Packing 4 Integers as ONE BYTE?

Asked 14/3, 2011 at 17:53 Answered 17/11, 2023 at 13:18

I have four integers {a, b, c, d} that can have the following range of values:

a - {0 or 1} (1 bit)

b - {0 or 1} (1 bit)

c - {0, 1, 2, ..., 7} (3 bits)

d - {0, 1, 2, ..., 7} (3 bits)

at first, I would like to pack them into a one byte that can be then written to a binary file. later, I would like to unpack that one byte and get from it to a tuple of the form (a, b, c, d).

I know how to read/write a byte to a binary file in python. But how do I do the bits packing/unpacking?

Derickderide answered 14/3, 2011 at 17:53 Comment(1)

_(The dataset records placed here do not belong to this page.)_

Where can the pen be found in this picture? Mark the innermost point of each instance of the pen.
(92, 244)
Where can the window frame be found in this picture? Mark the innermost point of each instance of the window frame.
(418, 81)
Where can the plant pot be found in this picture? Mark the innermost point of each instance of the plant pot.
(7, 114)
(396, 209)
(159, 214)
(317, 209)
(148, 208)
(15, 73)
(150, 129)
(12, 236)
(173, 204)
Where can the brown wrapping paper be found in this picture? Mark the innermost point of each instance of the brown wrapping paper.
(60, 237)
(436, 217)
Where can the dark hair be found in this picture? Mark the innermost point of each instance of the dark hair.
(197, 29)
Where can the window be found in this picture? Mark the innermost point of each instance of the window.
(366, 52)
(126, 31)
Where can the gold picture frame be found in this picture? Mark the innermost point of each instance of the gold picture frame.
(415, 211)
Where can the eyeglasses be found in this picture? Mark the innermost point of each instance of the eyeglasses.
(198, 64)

If you need to do this a lot, check out construct.wikispaces.com and bitbucket.org/haypo/hachoir/wiki/Home which both pack and unpack according to a declarative format definition. – Bentlee 14/3, 2011 at 18:22

Use shift and bitwise OR, then convert to a character to get a "byte":

x = chr(a | (b << 1) | (c << 2) | (d << 5))

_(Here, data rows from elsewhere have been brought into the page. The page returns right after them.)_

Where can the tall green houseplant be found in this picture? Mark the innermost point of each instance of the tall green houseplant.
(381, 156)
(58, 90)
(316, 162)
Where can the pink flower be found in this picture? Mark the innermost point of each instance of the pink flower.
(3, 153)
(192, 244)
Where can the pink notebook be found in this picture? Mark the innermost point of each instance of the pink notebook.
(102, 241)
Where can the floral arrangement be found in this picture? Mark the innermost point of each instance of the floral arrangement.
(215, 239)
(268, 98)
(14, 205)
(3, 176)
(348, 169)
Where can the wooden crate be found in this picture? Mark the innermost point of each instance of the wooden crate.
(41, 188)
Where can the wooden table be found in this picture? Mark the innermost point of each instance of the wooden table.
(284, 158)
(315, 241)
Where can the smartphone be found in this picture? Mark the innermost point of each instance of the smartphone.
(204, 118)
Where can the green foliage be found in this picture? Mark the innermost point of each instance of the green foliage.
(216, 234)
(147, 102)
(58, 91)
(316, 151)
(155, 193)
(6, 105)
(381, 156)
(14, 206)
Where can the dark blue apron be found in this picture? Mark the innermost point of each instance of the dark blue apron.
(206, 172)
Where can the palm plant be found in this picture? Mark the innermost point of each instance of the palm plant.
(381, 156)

To unpack this byte again, first convert to an integer, then shift and use bitwise AND:

i = ord(x)
a = i & 1
b = (i >> 1) & 1
c = (i >> 2) & 7
d = (i >> 5) & 7

Explanation: Initially, you have

0000000a
0000000b
00000ccc
00000ddd

The left-shifts give you

0000000a
000000b0
000ccc00
ddd00000

The bitwise OR results in

dddcccba

Converting to a character will convert this to a single byte.

Unpacking: The four different right-shifts result in

dddcccba
0dddcccb
00dddccc
00000ddd

Masking (bitwise AND) with 1 (0b00000001) or 7 (0b00000111) results in

0000000a
0000000b
00000ccc
00000ddd

again.

Best answered 14/3, 2011 at 17:56 Comment(8)

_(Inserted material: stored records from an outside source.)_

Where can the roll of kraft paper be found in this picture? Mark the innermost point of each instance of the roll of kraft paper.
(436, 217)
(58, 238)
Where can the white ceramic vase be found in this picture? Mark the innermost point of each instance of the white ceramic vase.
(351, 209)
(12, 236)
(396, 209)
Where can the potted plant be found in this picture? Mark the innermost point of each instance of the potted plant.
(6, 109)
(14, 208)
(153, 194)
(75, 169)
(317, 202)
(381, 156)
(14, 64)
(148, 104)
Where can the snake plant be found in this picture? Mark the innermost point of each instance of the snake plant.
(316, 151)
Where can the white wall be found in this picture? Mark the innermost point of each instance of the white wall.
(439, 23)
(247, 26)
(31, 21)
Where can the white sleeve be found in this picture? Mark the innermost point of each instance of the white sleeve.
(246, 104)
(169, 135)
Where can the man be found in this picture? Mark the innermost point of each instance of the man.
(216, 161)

Note that strings are only strings of bytes in Python 2; in Python 3 they're Unicode, so chr(x) will actually give you a 2- or 4-byte word. You'll want to construct an actual bytes object instead of a string. I'm not sure off-hand what the bytes equivalent of chr is, if there is one. – Longford 14/3, 2011 at 18:13

(I think the correct thing to do is generally as sjr does: simply return it as an int, and handle changing it to a single byte at the point you actually use it.) – Longford 14/3, 2011 at 18:14

I also favour ANDing before you do the bit shift in constructing the byte to ensure that the the data is of the expected width. Other wise you can get all sorts of nasty and subtle errors. – Mosley 14/3, 2011 at 19:48

@Glenn: regarding your first comment: Very good point. It would probably be best to use bytearray.append() for the conversion from integer to byte and and item access on a bytearray for the conversion back. This would work in Python 2.6 or newer. – Best 14/3, 2011 at 22:1

@Peter: You may as well just assert your requirements, eg. assert 0 <= a <= 1, a; if that's what you expect to receive, then it's better to throw an error if you get invalid data instead of silently returning something bogus. – Longford 15/3, 2011 at 2:44

@Glen Maynard .. point taken. I suppose its a question of philosophy. In general the stuff I work on has a greater penalty for stopping than producing erroneous data under a specific set of circumstances - so that has coloured my thinking towards not throwing an error. Although "correct data in" is still the better option! – Mosley 16/3, 2011 at 11:44

@GlennMaynard: Using assert for data validation is a bad idea -- if/when somebody runs your program with optimization turned on, the asserts (and your checks) are removed. – Conway 11/11, 2011 at 19:56

@Ethan: Checking for invalid parameters (programming errors) is exactly the sort of thing you want removed by that optimization. If you want a check that's intended to be thrown and caught in production, then you don't want AssertionError anyway; you probably want ValueError. – Longford 13/11, 2011 at 23:30

def encode(a, b, c, d):
  return a | b << 1 | c << 2 | d << 5

def decode(x):
  return x & 1, (x >> 1) & 1, (x >> 2) & 7, (x >> 5) & 7

Matless answered 14/3, 2011 at 18:2 Comment(2)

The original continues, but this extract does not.